Figure 18 shows the comparison between simulated and measured S11 parameters of the new ultra-wideband antipodal Vivaldi antenna based on the Klopfenstein curve. The impedance bandwidth is basically consistent, with better performance in the low- to mid-frequency range than in simulation results, and slightly weaker in the mid- to high-frequency range. The −10 dB bandwidth is slightly wider than the simulation result, which may be due to processing and testing differences.

Figure 19 shows the comparison between the simulated and measured gain of the antenna. The maximum gain measured exceeds 14 dBi, and the trend is consistent with the simulation. The difference between measurement and simulation is less than 1 dB below 10 GHz and about 2 dB beyond 14 GHz, and the overall gain characteristic matches well. The antenna can still achieve a gain of more than 10 dBi within the frequency range of 3.5–14 GHz, and the difference caused by factors such as processing, welding, and the terminal is within a reasonable range. Figure 20 and Figure 21 show the comparison of simulated and measured radiation patterns of the antenna. Due to the influence of the manufacturing and testing environment, the measured sidelobe of the antenna above 10 GHz increases compared to the simulation, with less than a 2 dB difference. However, the overall main-to-side-lobe ratio is still at a relatively good level, and the main lobe is consistent with the simulation. This verifies the feasibility and high performance of the design of our newly designed ultra-wideband antipodal Vivaldi antenna based on the Klopfenstein curve.

Table 2. Comparison between TDSKAVA and other ultra-wideband antipodal Vivaldi antennas.

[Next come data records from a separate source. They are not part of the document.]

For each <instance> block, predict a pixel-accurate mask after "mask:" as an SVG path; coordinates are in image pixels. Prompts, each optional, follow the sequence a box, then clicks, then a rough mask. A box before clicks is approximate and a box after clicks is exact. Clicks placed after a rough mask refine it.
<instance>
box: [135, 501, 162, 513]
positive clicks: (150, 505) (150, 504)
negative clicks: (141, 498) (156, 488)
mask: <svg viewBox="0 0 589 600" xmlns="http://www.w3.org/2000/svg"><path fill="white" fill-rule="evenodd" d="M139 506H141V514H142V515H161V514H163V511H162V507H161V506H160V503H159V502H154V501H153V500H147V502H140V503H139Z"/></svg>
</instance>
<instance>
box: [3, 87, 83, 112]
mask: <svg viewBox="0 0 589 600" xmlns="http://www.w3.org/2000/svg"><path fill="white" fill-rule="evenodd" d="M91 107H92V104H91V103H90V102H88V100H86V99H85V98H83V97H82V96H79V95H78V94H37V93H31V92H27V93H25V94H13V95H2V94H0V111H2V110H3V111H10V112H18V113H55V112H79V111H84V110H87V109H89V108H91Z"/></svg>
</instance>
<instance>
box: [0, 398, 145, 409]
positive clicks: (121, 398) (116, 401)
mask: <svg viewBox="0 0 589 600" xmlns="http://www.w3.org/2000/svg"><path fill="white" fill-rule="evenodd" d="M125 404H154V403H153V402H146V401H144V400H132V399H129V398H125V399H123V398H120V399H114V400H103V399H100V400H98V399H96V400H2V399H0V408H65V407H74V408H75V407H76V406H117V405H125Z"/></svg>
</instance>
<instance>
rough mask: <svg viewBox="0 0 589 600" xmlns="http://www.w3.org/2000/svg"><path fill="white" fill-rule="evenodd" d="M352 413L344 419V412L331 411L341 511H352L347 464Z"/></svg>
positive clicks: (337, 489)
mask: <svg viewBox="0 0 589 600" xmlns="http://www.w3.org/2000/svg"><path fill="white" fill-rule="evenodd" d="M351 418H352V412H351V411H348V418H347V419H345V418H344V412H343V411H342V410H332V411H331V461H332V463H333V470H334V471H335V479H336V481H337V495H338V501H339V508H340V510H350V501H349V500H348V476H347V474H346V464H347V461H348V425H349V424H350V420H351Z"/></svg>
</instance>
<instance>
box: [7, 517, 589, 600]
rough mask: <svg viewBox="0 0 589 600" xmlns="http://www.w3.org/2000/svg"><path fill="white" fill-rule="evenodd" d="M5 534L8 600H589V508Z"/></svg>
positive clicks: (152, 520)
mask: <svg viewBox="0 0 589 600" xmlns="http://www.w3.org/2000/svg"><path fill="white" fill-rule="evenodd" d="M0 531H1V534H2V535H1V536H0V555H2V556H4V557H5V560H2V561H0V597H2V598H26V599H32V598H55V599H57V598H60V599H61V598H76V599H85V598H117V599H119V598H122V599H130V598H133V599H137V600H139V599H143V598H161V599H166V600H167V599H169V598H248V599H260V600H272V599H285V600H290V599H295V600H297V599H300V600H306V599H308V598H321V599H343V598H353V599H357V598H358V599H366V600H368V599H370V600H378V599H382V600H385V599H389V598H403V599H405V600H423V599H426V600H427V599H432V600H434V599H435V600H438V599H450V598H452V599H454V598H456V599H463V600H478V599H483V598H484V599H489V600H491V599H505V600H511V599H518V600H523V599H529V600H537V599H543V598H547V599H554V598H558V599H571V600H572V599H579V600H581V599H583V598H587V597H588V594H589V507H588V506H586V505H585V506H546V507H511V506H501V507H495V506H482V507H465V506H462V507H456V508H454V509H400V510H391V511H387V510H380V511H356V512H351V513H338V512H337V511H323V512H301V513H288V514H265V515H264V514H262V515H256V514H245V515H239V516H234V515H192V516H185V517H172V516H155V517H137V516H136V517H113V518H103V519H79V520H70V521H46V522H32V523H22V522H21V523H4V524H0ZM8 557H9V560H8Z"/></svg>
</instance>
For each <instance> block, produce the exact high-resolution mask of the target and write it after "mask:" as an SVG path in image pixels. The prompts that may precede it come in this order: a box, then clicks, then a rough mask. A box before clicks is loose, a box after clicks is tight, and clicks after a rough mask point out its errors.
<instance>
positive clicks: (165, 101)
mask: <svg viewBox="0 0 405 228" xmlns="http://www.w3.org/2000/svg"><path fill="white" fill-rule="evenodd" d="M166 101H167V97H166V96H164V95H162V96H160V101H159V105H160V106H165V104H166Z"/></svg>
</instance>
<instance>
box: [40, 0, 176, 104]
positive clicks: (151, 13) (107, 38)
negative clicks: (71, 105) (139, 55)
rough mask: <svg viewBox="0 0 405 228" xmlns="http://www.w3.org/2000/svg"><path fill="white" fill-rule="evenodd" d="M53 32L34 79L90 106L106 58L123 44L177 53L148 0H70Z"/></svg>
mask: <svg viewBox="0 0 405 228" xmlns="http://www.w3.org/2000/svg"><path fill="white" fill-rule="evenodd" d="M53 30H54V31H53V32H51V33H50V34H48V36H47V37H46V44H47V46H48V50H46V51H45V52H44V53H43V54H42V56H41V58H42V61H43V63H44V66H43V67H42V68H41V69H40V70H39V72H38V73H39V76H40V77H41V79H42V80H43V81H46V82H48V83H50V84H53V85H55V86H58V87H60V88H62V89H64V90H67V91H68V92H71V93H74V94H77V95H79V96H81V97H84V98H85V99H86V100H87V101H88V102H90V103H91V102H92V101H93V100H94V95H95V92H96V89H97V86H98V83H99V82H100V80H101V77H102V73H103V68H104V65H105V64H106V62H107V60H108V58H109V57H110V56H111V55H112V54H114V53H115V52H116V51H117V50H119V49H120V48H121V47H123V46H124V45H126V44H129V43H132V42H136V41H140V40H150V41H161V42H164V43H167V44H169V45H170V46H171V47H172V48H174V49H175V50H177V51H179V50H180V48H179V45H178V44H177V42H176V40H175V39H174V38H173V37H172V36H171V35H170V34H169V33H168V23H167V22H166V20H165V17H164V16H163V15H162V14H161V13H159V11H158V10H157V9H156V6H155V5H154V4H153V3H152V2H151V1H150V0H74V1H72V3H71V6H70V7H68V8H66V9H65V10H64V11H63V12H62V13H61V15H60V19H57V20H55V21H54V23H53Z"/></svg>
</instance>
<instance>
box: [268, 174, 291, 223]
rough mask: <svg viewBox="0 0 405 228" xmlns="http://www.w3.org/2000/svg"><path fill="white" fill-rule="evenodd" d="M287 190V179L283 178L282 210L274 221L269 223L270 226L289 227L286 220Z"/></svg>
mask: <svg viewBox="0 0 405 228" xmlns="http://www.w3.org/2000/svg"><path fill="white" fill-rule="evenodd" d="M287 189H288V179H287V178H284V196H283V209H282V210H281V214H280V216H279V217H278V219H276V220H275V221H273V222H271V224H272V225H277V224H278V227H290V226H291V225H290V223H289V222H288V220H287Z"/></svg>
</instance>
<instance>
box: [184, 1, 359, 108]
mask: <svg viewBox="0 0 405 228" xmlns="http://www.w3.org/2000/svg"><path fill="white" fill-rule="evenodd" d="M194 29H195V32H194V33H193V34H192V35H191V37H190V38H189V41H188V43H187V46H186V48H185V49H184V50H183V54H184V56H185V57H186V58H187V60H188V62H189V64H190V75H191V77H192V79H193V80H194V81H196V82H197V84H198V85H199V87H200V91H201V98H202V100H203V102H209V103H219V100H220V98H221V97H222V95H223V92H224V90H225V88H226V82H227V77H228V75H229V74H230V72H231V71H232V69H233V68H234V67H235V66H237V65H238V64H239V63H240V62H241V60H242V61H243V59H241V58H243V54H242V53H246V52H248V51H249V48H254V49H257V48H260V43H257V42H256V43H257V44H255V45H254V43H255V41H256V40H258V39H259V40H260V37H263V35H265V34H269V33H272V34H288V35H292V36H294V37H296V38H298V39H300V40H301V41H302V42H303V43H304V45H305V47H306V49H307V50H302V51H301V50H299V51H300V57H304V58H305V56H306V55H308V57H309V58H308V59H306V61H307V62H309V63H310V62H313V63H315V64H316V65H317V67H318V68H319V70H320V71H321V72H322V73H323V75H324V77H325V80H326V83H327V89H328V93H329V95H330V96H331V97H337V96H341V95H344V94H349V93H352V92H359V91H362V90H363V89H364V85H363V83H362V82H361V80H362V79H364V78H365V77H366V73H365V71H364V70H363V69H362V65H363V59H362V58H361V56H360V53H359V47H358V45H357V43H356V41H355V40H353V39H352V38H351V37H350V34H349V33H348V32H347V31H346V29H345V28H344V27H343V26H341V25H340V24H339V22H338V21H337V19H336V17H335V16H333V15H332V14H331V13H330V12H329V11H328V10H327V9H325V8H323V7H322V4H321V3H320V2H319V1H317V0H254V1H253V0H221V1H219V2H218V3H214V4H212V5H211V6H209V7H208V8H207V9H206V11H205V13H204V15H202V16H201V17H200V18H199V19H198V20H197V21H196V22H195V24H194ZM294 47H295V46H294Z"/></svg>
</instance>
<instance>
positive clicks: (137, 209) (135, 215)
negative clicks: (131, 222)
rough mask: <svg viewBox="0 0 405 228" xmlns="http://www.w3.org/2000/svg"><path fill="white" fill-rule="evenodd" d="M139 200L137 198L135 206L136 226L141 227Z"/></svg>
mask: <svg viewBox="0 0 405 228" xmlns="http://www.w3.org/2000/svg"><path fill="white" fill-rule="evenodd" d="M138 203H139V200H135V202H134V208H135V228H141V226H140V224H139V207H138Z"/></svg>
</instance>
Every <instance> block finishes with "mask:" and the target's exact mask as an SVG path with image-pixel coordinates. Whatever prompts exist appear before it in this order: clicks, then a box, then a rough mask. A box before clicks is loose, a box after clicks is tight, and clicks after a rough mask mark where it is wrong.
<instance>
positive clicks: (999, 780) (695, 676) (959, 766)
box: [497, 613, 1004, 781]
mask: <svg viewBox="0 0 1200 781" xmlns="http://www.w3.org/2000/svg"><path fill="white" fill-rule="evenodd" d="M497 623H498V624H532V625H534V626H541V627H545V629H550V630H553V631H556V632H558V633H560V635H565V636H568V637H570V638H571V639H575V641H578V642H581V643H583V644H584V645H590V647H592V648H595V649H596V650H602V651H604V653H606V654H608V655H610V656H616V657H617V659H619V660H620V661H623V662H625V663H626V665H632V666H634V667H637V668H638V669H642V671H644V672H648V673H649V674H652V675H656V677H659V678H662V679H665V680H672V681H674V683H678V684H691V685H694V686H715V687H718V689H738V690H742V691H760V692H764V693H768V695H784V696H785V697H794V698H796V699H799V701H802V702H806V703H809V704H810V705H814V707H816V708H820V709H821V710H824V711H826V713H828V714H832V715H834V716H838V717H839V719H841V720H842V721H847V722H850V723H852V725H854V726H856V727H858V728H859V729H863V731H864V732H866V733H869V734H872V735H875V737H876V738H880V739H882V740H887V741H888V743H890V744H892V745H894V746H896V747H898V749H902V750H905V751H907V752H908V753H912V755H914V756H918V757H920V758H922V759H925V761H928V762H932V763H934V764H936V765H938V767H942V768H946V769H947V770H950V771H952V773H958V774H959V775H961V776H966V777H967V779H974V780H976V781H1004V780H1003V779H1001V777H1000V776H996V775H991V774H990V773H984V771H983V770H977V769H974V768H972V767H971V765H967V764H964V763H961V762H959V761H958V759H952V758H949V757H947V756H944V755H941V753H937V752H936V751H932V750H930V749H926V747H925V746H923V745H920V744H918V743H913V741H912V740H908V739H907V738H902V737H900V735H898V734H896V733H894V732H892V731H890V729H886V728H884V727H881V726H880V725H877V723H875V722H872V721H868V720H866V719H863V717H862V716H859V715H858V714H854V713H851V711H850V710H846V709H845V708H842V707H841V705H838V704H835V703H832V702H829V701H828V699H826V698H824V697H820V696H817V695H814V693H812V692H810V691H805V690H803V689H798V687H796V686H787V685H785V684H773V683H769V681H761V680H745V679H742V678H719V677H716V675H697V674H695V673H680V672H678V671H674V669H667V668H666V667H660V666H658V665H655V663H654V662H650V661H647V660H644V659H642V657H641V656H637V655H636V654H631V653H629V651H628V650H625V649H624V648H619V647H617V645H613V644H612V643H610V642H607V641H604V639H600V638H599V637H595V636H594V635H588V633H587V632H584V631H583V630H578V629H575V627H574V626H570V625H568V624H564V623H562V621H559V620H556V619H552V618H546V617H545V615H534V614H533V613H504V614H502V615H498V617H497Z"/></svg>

	Bandwidth (GHz)	Size (mm)	Electric Size (λ)	Gain/Lowest Point (dBi/GHz)	Gain/Highest Point (dBi/GHz)
This passage	2–20	180 × 82	1.81 × 0.82	5.62/2	14.3/8
Reference [7]	3.1–14	130 × 76	2.75 × 1.61	5.8/3.1	7.26/10
Reference [14]	1–28	260 × 120	1.3 × 0.6	4.9/1	14.4/18
Reference [15]	1.35–17	93.5 × 90	0.69 × 0.66	3.5	9.3
Reference [16]	3.7–18	42 × 36	1.09 × 0.93	1.8	6.9
Reference [17]	3.01–10.6	34 × 16	0.73 × 0.34	3.27/3.01	6.23/10.6
Reference [18]	1.65–18	202 × 120	2.04 × 1.21	6.7/1.65	10.3/3
Reference [19]	6–18	68 × 52	1.7 × 2.2	10.7/6	12.7/12
Reference [20]	1.13–12	130 × 80	-	2.27	14
Reference [21]	2.5–57	186 × 77	-	4/2.7	15/29.8
Reference [22]	0.72–17	158 × 125	0.3 × 0.38	1	12.5

compares the newly designed ultra-wideband antipodal Vivaldi antenna based on the Klopfenstein curve with other ultra-wideband antipodal Vivaldi antennas from relevant references. Compared with other ultra-wideband antipodal Vivaldi antennas, our design integrates multiple methods such as the Klopfenstein curve, slotting, loading director, and perforating, achieving smaller physical size and electrical size, wider relative bandwidth, and higher and smoother gain across the entire frequency range. According to all the references, our work has achieved the most stable −10 dB bandwidth and maintains high gain through a large operating range. Compared with other similar antennas, our work outperforms others with the highest gain through the whole operating range while maintaining a bandwidth of 2–20 GHz and keeping a relatively small form factor.

4. Conclusions

We proposed a novel ultra-wideband high-gain antipodal Vivaldi antenna based on the Klopfenstein curve with dimensions of 180 mm × 82 mm × 1 mm, a −10 dB bandwidth from 2 GHz to 20 GHz, and a relative bandwidth of 163%. The antenna is characterized by excellent directivity characteristics and high gain throughout the operating frequency range, with a measured gain exceeding 5 dBi across the entire frequency range, exceeding 10 dBi from 3.5 GHz to 14 GHz, and reaching a maximum gain of over 14 dBi. The measurement results of the antenna match well with simulation results, verifying the feasibility and high performance of our design. Our design has reference value for the research of ultra-wideband antennas and is suitable for multiple fields such as radar detection, electronic reconnaissance, and ultra-wideband communications.